Pittsburgh Mayor Luke Ravenstahl has asked city council to approve a plan to use reserve funds to pay off old debt and then issues new lower interest bonds but some council members are less than will to go along with the idea. As much as $45 million has been built up in reserve in recent years and had been earmarked by council to help pay off old debt or to shore up the pension fund. The administration is now asking council to use a portion of the money to pay down non-callable bonds through a tender offer and place the rest in a special account that would be used in 2012 when the city has its first opportunity to call the bonds. At the same time the mayor wants to issue 45 million dollars in “Build America” bonds. The “Build America” bond program is part of the American Recovery and Reinvestment Act and the federal government will pay 35% of the interest on the bonds. The proceeds from the bonds must be used for infrastructure projects. The non-callable bonds carry a rate of 6.5% and City Finance Director Scott Kunka says the new bonds would carry substantially lower rates.
The request upset several members of council.
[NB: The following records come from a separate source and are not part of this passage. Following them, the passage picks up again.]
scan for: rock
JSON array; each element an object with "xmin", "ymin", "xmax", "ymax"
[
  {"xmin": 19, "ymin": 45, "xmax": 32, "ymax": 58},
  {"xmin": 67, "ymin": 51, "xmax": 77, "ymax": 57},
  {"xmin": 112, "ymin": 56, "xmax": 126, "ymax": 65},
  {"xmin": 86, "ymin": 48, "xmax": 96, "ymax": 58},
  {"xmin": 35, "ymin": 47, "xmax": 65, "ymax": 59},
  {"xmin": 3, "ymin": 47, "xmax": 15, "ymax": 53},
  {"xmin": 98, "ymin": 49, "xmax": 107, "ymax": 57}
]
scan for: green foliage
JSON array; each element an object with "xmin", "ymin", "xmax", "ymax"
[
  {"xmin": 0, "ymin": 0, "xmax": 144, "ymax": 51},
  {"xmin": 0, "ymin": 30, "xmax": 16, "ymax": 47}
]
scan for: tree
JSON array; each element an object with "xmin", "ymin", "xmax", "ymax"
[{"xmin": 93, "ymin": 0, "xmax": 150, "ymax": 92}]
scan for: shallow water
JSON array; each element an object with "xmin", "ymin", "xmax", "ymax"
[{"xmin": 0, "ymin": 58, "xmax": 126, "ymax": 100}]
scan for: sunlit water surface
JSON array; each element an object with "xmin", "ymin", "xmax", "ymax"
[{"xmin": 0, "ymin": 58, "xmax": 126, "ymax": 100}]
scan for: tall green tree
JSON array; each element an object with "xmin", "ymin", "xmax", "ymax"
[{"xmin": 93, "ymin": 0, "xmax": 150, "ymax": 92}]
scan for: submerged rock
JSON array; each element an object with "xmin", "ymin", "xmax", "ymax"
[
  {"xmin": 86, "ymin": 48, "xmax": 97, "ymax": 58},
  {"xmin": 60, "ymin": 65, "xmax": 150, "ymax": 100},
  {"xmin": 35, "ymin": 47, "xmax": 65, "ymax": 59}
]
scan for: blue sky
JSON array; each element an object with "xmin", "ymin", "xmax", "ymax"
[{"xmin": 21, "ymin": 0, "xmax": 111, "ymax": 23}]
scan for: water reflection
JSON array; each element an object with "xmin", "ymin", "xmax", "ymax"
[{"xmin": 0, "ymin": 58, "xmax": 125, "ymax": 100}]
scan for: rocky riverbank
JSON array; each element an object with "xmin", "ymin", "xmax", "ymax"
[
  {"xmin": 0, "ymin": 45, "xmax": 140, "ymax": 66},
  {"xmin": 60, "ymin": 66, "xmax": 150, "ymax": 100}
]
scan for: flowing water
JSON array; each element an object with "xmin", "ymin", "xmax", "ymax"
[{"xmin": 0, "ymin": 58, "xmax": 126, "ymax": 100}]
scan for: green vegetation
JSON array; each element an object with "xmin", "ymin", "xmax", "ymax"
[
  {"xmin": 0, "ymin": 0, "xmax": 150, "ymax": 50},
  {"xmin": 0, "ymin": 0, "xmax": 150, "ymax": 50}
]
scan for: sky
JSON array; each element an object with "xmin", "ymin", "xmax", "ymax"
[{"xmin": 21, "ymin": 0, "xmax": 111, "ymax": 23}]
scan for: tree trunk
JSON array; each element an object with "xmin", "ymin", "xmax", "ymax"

Councilman Bill Peduto says the city may need the money to either pump up the pension fund to lower minimum annual pension fund payments in the future or to get from 2016 when pension payments spike to 2018 when the city’s debt service payments drop. Councilman Patrick Dowd voiced many of the same concerns at a council meeting earlier this week. “This account… could potentially play a roll in being the solution to the pension problem,” says Dowd, “I understand that [the mayor’s office wants] to transfer funds and issue new debt to retire old debt, and I understand all that and I support that concept, but I do not support that absent our larger goals and strategies.”
Other council members questioned the mayor’s commitment to lowering the city’s debt. In recent weeks the mayor has rejected the so-called Council/Controller plan saying he will not issue any new debt. The Council/Controller plan involves selling city owned parking meters, surface lots and one parking garage to the Pittsburgh Parking Authority in return for $220 million. The money would then be used to boost the pension fund. To make that payment, the Authority would have to issue new bonds. City Finance Director Scott Kunka says the difference is that council wants to issue new debt and the mayor wants to refinance debt.
The mayor’s office says the proceeds from the Build America bonds would be used to “keep the capital program going.” In recent years the city has been using a pay-as-you-go approach to capital improvements.
Patrick Dowd asked for a three-week hold on the legislation, “while we find a solution to the pension problem.” Kunka argued that he needed the approval sooner or the tender offer would expire. Councilwoman Natalia Rudiak complained that the Ravenstahl Administration is always coming to council “at the least minute.” “Everything is rush, rush, rush,” says Rudiak. Council eventually decided to hold the legislation for two weeks. Kunka thinks he may be able to keep $7 million in tender offers alive until then.